Девушка, сдерживая мусорную воду на глазах, посмотрела на меня, улыбаясь наивности, и шмыгнула, как шутя.

— Не знаю. Но раньше я ненавидела всю страну, но столица была хотя бы лучше. Я стремилась быть лучше, жить лучше. А теперь я в ломке избиваю свое прошлое перед каким-то челом, разрушая шаблоны о чертовом мире.

Я лишь улыбнулся, глядя себе под ноги.

— За что ты ненавидела свой город?

— Я… Я не могла там заниматься любимым делом. Неважно, — Рин встала, отряхнувшись, вновь посмотрела в мое лицо, освещенное неуверенно-красным светом уличного фонаря, — и, кстати, про ломку – сейчас это почти не шутка, мне действительно не хватает… Я пойду… спать. Ты как?

— Я просто засну в машине.

Рин встала и медленно пошла куда-то вглубь леса.

Такси показалось опасным. Оно выглядело так, будто в нем зарождалась некая новая жизнь. Я — её пассажир, заключенный между стеклами и дверями, навеки закрытыми, навеки без свежего воздуха и всякой капли, даже пылинки жизненного удовольствия, очевидно, кроме сна. Кожу щупал острый морозец, проносившийся пыльным от асфальта ветерком. Он шевелил листву под ногами и рассыпал ее, тихо шепча. Гордые, стоящие лысыми копьями деревья создавали пантеон невероятно сильных защитников-привратников в кольчуге из собственной коры. Архаичные рисунки смывались каплями дождя, настигающего войной сверху. Забил ритм. Заиграла тихая жизнь. И барабанный покой.
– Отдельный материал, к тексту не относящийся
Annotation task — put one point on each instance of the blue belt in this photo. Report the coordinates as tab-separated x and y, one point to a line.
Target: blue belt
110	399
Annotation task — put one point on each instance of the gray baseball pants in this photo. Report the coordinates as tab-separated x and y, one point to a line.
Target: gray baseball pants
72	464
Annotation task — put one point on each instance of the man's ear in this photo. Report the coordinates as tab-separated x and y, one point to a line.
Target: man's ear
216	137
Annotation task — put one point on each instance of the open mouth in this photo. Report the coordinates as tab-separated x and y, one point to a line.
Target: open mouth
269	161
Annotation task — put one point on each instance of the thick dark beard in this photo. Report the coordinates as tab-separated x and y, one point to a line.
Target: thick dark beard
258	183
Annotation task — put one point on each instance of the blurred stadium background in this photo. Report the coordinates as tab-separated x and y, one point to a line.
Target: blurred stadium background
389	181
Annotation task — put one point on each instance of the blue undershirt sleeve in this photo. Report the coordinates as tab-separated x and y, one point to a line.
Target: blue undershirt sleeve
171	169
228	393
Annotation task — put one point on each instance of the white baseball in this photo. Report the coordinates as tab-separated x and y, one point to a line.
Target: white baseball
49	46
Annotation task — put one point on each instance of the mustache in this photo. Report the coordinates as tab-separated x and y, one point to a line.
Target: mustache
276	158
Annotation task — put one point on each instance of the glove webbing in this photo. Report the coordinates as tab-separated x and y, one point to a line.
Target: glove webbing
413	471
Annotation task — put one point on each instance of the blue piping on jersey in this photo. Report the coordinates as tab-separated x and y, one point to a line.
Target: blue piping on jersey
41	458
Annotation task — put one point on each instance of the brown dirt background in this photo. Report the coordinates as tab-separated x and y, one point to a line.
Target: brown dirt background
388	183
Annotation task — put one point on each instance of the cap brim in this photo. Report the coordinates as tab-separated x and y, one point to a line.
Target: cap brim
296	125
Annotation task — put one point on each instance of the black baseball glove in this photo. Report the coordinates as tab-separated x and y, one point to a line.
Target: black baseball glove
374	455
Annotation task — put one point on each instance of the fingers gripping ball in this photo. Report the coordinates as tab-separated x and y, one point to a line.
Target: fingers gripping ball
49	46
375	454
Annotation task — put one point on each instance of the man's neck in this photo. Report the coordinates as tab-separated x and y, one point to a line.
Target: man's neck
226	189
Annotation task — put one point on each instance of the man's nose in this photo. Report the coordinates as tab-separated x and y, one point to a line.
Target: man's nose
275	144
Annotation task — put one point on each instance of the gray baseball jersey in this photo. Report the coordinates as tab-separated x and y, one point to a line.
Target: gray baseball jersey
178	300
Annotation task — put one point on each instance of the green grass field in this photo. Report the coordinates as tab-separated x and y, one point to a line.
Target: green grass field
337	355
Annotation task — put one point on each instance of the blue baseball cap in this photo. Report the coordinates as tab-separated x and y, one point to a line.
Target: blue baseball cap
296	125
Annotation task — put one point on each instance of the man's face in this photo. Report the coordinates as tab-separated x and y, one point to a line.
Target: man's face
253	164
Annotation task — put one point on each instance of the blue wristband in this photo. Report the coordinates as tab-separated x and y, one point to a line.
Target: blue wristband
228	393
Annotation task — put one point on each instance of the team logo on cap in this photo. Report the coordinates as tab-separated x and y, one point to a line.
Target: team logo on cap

— Кстати, — вернулась она на несколько шагов, — ты же точно хочешь остаться в мире, а не обрести бесконечный покой… Умереть, короче?

Мне не хотелось рыдать, мне не хотелось не верить, мне не хотелось чувствовать. Я был окружен цепями, мои чувства беззащитны, окружены хищными, мерзкими воронами во внутреннем мире. Он терял краски, как и мир внешний, но вороны оставались черным, не теряли своего ряда ассоциаций.

— Я точно не хочу умирать.

— Хм, — улыбнулась она, — я тоже. Тебе же завтра, получается, никуда не надо.

— Очевидно.

— Тогда, может быть, пойдешь со мной?

— Получается, что да.

— Хорошо, что ты, находясь в своем полумертвом сознании, просто не можешь не верить мне. Ты чувствуешь, — посмеялась она и снова исчезла в деревьях.

Птица злобно кричала своим противным карканием на стоящих в дрожи и страхе сомнениях и мнениях. Лишь точная уверенность о собственной смерти, ничем не рушащаяся. Но стоит помнить, что я, получается, существую в «мире живых», но  недостаточно живой для него, существую и в «мире мертвых», но  недостаточно мертвый для него.

Когда закрываю глаза, я ничего не вижу. Наконец-то спокойный сон.